I've been to a lot of concerts and have seen Metheny live three times. For pure musicianship and sheer talent, I've never seen anyone better than them.

Ok, now I'm even more impressed with drummers. I can sort of imagine being able to do that if it's something really simple--1-2-3-4 on the bass, 2-4 on something else, etc. But complex interplays like this guy is doing...makes my brain hurt.

>>>and the answer to the answer to the answer

I had forgotten that. It seems like the 19th century

Indeed, although it still occurs.

Somehow I missed Janet's comments on that. Not only did you get all the ">" but frequently the line breaks would be all crazy. It strikes me as almost sad now that they put so much effort into those unreadable and now-forgotten exchanges, but maybe it helped them clarify their thinking.

the drum solo is almost a contradiction in terms

BS.

If you can't distinguish Levon Helm from Robbie or, God Forbid!, Rick, then anybody gushing about everybody's taste in music is a suck up!!!

Levon Helm is God and Clapton Worshipers are Herestics!!!

Damn beer. Heretics, I mean.

Due allowances must be made for beer, naturally, but I have to point out, pedantically, that what I said (if that's what you're referring to) is that I never knew who was singing. The album just lists the names of the band, nothing about who plays or sings what. I mean the original LP of Big Pink, of course--don't know about others.

Okay, the gravelly Ozark hillbilly voice that apparently just makes women melt, or a certain type of woman anyway, was Levon Helm.

The others are Canadians.

Yeah, I remember being surprised to learn that they were a mostly Canadian band. All the vocals are fairly American-sounding. But I guess that's like being surprised that Mick Jagger sounds American--it's just part of the music. Which one is singing lead on This Wheel? I definitely wouldn't call it gravelly. Now that I think about it, the choruses on that song are more what I think of as the typical Band vocal sound.

Oh, and speaking of drum solos: when I hear the term I immediately think of the 16-minute "Toad" on Cream's Wheels of Fire album, of which approximately 30 minutes are a drum solo.

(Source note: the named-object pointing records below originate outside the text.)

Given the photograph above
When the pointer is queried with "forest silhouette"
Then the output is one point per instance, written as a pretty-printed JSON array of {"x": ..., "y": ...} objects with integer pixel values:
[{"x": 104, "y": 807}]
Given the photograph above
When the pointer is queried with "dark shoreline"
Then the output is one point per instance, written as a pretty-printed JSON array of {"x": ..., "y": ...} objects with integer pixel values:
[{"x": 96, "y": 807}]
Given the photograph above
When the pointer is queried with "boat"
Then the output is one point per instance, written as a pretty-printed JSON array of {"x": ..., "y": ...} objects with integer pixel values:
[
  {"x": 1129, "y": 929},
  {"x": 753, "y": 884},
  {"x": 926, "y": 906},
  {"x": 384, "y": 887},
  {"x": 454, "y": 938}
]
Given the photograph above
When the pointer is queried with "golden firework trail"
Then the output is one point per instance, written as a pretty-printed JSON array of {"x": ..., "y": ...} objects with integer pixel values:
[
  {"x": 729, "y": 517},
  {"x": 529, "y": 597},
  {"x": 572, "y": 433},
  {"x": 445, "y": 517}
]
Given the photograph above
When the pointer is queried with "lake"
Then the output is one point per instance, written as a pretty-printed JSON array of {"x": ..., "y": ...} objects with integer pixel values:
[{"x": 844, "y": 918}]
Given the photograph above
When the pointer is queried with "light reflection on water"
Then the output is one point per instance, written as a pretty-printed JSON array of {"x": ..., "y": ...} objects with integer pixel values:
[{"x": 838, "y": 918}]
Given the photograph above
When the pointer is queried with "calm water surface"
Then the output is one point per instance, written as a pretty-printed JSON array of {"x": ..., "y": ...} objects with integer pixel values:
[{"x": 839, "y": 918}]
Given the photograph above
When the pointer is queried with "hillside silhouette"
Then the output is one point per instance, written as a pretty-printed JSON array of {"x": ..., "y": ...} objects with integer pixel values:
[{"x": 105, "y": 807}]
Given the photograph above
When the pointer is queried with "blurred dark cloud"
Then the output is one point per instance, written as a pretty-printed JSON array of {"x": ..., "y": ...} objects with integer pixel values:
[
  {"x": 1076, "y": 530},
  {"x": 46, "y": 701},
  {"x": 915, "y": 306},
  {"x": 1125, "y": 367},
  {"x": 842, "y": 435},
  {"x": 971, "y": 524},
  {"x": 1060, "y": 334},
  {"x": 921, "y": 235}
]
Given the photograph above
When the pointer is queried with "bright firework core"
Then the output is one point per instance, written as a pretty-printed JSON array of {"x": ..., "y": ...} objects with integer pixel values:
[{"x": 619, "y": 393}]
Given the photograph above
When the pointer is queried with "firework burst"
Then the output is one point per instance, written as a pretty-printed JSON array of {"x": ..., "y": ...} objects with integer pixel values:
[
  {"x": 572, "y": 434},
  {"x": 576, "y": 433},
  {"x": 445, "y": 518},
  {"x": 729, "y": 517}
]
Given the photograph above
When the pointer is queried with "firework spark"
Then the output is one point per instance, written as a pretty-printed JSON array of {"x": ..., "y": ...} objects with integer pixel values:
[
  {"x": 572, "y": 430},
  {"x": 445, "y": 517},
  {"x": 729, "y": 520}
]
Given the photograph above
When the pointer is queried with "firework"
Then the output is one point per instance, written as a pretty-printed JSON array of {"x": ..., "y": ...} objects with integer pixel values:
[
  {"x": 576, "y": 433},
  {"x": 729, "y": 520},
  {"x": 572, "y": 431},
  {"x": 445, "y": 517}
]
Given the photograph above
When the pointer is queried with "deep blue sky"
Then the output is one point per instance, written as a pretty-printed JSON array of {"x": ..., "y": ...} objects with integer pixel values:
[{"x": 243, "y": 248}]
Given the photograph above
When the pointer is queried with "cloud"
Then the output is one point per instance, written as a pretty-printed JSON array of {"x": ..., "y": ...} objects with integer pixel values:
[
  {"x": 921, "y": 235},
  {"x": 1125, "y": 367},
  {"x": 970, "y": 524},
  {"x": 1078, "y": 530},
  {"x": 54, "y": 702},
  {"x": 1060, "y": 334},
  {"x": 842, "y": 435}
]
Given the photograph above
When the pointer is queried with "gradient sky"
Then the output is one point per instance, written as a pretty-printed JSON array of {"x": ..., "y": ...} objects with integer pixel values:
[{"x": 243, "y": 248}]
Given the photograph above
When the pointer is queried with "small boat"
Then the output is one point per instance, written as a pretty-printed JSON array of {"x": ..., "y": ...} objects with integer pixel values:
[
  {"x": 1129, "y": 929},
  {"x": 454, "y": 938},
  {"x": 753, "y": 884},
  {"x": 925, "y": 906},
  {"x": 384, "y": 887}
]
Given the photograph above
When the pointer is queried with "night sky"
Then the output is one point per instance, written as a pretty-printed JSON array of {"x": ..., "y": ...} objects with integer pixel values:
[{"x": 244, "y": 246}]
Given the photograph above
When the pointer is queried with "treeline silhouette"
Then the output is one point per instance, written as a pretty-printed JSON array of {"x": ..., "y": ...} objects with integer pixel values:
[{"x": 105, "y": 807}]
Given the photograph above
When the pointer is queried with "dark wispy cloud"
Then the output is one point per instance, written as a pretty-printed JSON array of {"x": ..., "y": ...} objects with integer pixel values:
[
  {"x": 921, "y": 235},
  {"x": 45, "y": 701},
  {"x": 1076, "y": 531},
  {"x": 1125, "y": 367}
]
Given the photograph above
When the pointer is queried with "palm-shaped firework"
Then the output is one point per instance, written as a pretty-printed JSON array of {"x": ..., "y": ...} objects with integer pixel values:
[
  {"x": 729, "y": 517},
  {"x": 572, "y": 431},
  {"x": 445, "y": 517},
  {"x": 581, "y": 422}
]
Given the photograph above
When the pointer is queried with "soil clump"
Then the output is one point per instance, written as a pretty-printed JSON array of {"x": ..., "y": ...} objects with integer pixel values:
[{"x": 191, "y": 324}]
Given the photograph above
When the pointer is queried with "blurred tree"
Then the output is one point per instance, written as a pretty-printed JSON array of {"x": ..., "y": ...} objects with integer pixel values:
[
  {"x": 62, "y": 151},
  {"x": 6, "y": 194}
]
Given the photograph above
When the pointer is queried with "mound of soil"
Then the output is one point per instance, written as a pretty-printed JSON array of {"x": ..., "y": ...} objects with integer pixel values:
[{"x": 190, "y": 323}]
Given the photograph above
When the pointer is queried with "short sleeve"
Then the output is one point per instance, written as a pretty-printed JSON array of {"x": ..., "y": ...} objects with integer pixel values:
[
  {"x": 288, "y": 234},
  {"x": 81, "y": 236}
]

I'll have to get off this bambulance to hear the version you posted, but my memory insists either Danko or Manuel had the lead on Wheel.

Manuel kicks off "the shape I'm in " and Danko sings the verse about Crazy Chester and his dog, Ol Jack in "the weight "

Find a copy of the last waltz documentary Scorsese made if you want faces to voices.

Levon didn't need to solo because, with apologies to Mr Keen, when Levon thumped the doghouse, that 'as sho'nuff rocknroll!

Stole some ER bandwidth.

Rick Danko, bassist, on lead. Don't quote me but I'd risk my right pinky if forced that Robbie sang the dominant harmony.

Levon sang lead on the weight, the night they drove ok Dixie down, don't you tell Henry, the aforementioned cripple creek, stuff like that.

Oh, and the most awesome cover of when I paint my masterpiece ever. The one with the accordion and the extra lines at the key change. "Traveling, round the world in a dirty gondola, wishing I was in the land of coca --cola! "

Saw The Last Waltz when it came out, actually, but not since, so I don't remember many details. I'll have to see it again.